Sowohl in der CARET- als auch in der ATBC-Interventionsstudie wurden viel höhere Dosen von β-Carotin verwendet, als aus der normalen Ernährung gewonnen werden konnten, und die erreichten Blutspiegel waren zwei- bis sechsmal höher als der 95. Perzentilwert von β-Carotin in einer Erhebung einer repräsentativen Stichprobe der Bevölkerung der Vereinigten Staaten. Es bleibt also unklar, ob β-Carotin ein Prokarzinogen oder ein Antikarzinogen ist. Die in epidemiologischen Studien beobachteten Assoziationen mit einem geringeren Krankheitsrisiko könnten auf andere schützende Nahrungsbestandteile oder auf eine Wechselwirkung zwischen verschiedenen Nahrungsbestandteilen zurückzuführen sein. Außerdem haben Menschen mit einem höheren Verzehr von Obst und Gemüse möglicherweise einen gesünderen Lebensstil, der zu ihrem geringeren Risiko für chronische Krankheiten beiträgt. Das in klinischen Studien beobachtete höhere Krankheitsrisiko könnte mit der hochdosierten Einnahme von β-Carotin mit noch nicht identifizierten Mechanismen, der begrenzten Behandlungsdauer und dem Zeitpunkt der Interventionen im Hinblick auf die Krebsentwicklung aufgrund einer Vorgeschichte mit starkem Rauchen zusammenhängen. Weitere Forschungen über die biologischen Wirkungen von β-Carotin sind erforderlich, um die Mechanismen zu erforschen. Gegenwärtig besteht Konsens darüber, dass die günstigen Wirkungen von β-Carotin mit dem Verzehr von Nahrungsmitteln in Verbindung stehen, während die schädlichen Wirkungen in einigen Teilpopulationen mit Ergänzungsmitteln in pharmakologischer Dosierung einhergehen.
Eine weitere Erklärung für das Fehlen günstiger Ergebnisse bei der Ergänzung mit β-Carotin könnte darin liegen, dass nicht alle Menschen auf die Behandlung mit β-Carotin ansprechen. Personen, die nicht auf eine β-Carotin-Supplementierung ansprechen, sind möglicherweise besser in der Lage, es in Vitamin A umzuwandeln, was durch den Vitamin-A-Status bedingt sein könnte. Das Ansprechen auf eine β-Carotin-Supplementierung im Blut könnte auch umgekehrt mit dem Body-Mass-Index (BMI) zusammenhängen, und zwar aufgrund einer verstärkten Sequestrierung von lipophilem β-Carotin durch Fettspeicher, die bei Personen mit einem höheren BMI vorhanden sind. Einige Personen mit einem höheren BMI haben jedoch nicht notwendigerweise einen hohen Körperfettanteil, sondern eher eine erhöhte fettfreie Muskelmasse.

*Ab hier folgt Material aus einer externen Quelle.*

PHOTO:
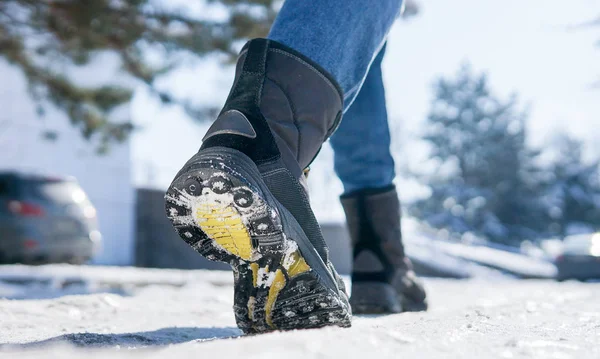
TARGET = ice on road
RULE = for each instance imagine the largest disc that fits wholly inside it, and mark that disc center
(95, 312)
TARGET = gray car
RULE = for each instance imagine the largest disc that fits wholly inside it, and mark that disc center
(45, 220)
(580, 258)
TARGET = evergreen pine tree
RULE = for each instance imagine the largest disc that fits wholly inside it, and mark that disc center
(487, 182)
(37, 33)
(573, 194)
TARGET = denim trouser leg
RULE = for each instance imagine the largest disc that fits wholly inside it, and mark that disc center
(362, 142)
(343, 36)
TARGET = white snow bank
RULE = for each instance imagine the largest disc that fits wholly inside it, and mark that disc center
(467, 319)
(457, 257)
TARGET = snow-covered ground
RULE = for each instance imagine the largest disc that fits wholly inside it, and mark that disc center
(141, 313)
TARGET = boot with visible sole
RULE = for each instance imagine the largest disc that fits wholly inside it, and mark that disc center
(382, 277)
(241, 199)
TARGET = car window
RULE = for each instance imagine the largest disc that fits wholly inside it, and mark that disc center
(55, 191)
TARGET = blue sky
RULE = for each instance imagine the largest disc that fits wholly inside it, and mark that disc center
(525, 46)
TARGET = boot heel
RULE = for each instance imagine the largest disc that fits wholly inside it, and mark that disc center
(374, 298)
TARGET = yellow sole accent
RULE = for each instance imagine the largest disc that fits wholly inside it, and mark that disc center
(298, 265)
(276, 287)
(254, 267)
(251, 303)
(224, 225)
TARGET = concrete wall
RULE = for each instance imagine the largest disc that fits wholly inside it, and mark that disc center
(106, 179)
(158, 245)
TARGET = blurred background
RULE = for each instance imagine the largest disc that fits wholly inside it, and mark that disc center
(494, 110)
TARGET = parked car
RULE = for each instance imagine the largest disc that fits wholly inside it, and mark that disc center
(580, 258)
(45, 220)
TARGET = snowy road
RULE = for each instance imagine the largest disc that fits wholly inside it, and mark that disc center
(127, 312)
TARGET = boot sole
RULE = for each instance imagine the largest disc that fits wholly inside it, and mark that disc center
(220, 206)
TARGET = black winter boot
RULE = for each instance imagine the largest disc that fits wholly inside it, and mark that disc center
(241, 200)
(382, 278)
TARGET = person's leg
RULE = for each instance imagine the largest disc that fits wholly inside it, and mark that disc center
(343, 36)
(382, 277)
(240, 199)
(361, 145)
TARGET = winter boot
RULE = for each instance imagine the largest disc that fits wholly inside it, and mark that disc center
(241, 200)
(382, 277)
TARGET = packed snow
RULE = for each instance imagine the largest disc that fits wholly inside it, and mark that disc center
(62, 311)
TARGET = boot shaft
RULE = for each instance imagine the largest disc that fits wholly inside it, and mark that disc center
(373, 218)
(281, 106)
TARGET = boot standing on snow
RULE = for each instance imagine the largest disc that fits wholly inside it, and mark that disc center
(241, 198)
(382, 279)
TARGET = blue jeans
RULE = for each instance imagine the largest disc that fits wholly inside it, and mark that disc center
(347, 38)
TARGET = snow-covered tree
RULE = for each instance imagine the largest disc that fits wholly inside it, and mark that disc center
(487, 182)
(43, 37)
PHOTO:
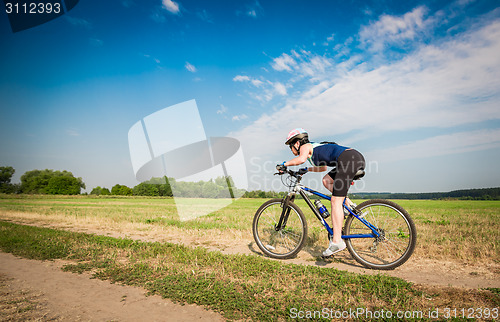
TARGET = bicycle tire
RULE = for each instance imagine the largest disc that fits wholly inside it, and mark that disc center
(285, 243)
(398, 235)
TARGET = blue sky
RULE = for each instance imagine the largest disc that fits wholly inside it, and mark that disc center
(413, 85)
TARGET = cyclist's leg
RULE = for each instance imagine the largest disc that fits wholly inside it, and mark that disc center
(349, 162)
(336, 203)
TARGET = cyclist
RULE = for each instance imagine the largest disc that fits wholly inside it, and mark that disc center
(322, 155)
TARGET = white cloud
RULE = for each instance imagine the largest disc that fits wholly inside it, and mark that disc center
(222, 109)
(241, 78)
(440, 145)
(394, 30)
(280, 88)
(239, 117)
(190, 67)
(171, 6)
(284, 62)
(451, 82)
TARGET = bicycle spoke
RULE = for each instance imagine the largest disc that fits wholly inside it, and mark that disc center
(395, 243)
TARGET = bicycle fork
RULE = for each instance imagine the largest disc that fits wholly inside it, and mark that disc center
(285, 213)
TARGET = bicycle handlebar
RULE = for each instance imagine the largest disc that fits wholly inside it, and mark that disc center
(294, 174)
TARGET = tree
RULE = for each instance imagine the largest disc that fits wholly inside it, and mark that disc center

Zu den ausgezeichneten Nahrungsquellen für β-Carotin gehören Karotten, Winterkürbis, rot-orange Süßkartoffeln und verschiedene Arten von dunkelgrünem Blattgemüse. Bei der Aufnahme von β-Carotin mit der Nahrung wurde weder ein Mangel noch eine Toxizität festgestellt, obwohl eine hohe Zufuhr zu einer Gelbfärbung der Haut führen kann, da Carotinoide im Fettgewebe gespeichert werden. Nahrungsergänzungsmittel, die β-Carotin enthalten, sind weit verbreitet. In der bisher größten Beobachtungs-/Interventionsstudie bei Frauen nach der Menopause, der Women’s Health Initiative, gaben etwa 50 % an, ein β-Carotin-haltiges Ergänzungsmittel einzunehmen. Die Women’s Health Initiative umfasste sowohl eine klinische Studie als auch eine Beobachtungsstudie mit mehr als 160000 Frauen. Die Physicians‘ Health Study II umfasste ebenfalls β-Carotin als Intervention, um das Gleichgewicht zwischen Risiken und Nutzen dieses Carotinoids bei Krebs, Herz-Kreislauf-Erkrankungen und Augenerkrankungen zu ermitteln.